Moreover, in addition to short-term factors linked to shortages in extraction or transport capacity, structural and more intractable inflationary elements are also attached. Many Western countries want to shorten their supply chains and produce key medical or technological components closer to home than cheapest. Several countries are already offering subsidies to companies that bring production back and add a “buy local” criterion to public procurement and fiscal stimulus plans. All this may be good, but it will cost much more than in the past.
In other words, the globalization that has flourished since the middle of the last century, with international trade rising from 10% to 60% of world GDP, is likely to be put on hold. This will be compounded by the highly strained relations between China and the US and other Western countries, which have already been beset by higher import tariffs unlikely to be lifted any time soon.
How long will central banks blink
Central banks reassure the markets almost every week that for the time being, they see the spike in inflation as a temporary, transitory phenomenon, and therefore do not promise to adjust their monetary policy. However, the fall in the price of raw materials is not guaranteed, and demand will be stimulated by fiscal policy and private sector savings.
Importantly, expectations of ever-faster price growth are taking root in the minds of the population and businesses and are reflected in financial markets, where long-term inflation expectations have risen to their highest level since 2013. Higher inflation expectations may become a self-fulfilling phenomenon, with workers rightly demanding faster wage increases and companies passing on rising labor and raw material costs to final prices.
The risk of overheating in the euro area is lower, given that many countries here have been plunged into deeper recessions that will take longer to climb out. However, general global trends, both in commodity markets and on the globalization front, will affect the consumer price index in this region.

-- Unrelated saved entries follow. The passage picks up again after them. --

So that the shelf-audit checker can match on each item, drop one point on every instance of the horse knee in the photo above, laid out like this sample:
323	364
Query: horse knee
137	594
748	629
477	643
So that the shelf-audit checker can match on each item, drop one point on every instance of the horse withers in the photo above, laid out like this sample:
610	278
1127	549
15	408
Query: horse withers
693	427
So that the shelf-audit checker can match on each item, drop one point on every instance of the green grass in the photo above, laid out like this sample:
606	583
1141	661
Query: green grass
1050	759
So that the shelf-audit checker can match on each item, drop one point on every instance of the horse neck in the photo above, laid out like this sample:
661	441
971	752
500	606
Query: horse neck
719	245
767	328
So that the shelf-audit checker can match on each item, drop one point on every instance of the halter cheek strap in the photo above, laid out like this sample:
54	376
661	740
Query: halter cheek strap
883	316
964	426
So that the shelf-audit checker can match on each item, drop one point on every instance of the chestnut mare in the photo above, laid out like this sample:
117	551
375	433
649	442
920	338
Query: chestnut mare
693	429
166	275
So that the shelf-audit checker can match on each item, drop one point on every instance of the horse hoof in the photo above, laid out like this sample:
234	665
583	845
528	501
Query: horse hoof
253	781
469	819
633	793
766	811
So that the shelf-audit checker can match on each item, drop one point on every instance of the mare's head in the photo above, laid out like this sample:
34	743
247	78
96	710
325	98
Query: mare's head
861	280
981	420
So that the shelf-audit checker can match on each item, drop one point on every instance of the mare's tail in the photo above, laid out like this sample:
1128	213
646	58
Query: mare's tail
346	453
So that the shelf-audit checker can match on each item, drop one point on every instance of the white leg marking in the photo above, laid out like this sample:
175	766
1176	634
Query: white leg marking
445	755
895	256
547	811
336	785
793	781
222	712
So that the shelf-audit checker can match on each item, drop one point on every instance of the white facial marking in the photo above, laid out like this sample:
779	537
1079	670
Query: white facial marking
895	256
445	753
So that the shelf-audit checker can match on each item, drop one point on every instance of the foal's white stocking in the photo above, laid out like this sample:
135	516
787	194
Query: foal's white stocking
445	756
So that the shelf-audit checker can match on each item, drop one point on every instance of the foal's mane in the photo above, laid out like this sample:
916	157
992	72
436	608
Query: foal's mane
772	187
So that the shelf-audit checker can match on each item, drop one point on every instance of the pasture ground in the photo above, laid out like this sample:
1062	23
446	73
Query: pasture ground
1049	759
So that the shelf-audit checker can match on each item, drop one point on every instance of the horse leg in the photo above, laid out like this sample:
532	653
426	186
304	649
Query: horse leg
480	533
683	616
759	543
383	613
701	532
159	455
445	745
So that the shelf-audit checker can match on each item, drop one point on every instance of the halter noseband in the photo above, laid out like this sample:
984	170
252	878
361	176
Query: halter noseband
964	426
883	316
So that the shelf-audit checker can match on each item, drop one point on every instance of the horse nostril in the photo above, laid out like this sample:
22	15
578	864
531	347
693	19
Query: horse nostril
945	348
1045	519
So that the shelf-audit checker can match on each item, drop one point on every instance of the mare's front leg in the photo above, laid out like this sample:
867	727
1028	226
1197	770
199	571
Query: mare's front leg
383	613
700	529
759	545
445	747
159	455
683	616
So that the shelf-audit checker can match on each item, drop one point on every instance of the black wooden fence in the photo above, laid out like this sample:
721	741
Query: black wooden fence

Higher inflation than currently expected would put the ECB in a very uncomfortable position – the mandate to ensure price stability must not be abandoned. Still, a rise in interest rates would make the fate of the countries that have accumulated substantial public debts before and during the pandemic, such as Italy and Greece, extremely difficult.
Where interest rates will rise first
The first place where interest rates will start to rise is in the US, where GDP is already above pre-pandemic levels, mass immunity is just around the corner, and signs of overheating are already visible. For example, despite an unemployment rate still at 6%, a record number of small businesses say they cannot find workers to fill vacancies. And although the US Federal Reserve still promises no interest rate increases until 2024, there is less and less faith in this fairy tale on the financial markets.
For the time being, there is still a lot of public debate about the pandemic, its economic consequences, and recovery. Still, soon the discussion will turn to how not to overheat recovering economies and when and how to pause the unprecedented bailout.
For almost three decades, many Western countries have enjoyed meager inflation below 2%. Many central banks have experimented with recessions and deflationary risks over the past decade. And finally, many governments have forgotten that debt sometimes pays positive, genuine interest. Higher-than-expected and unabated inflation would be a long-forgotten and seriously challenging phenomenon for many.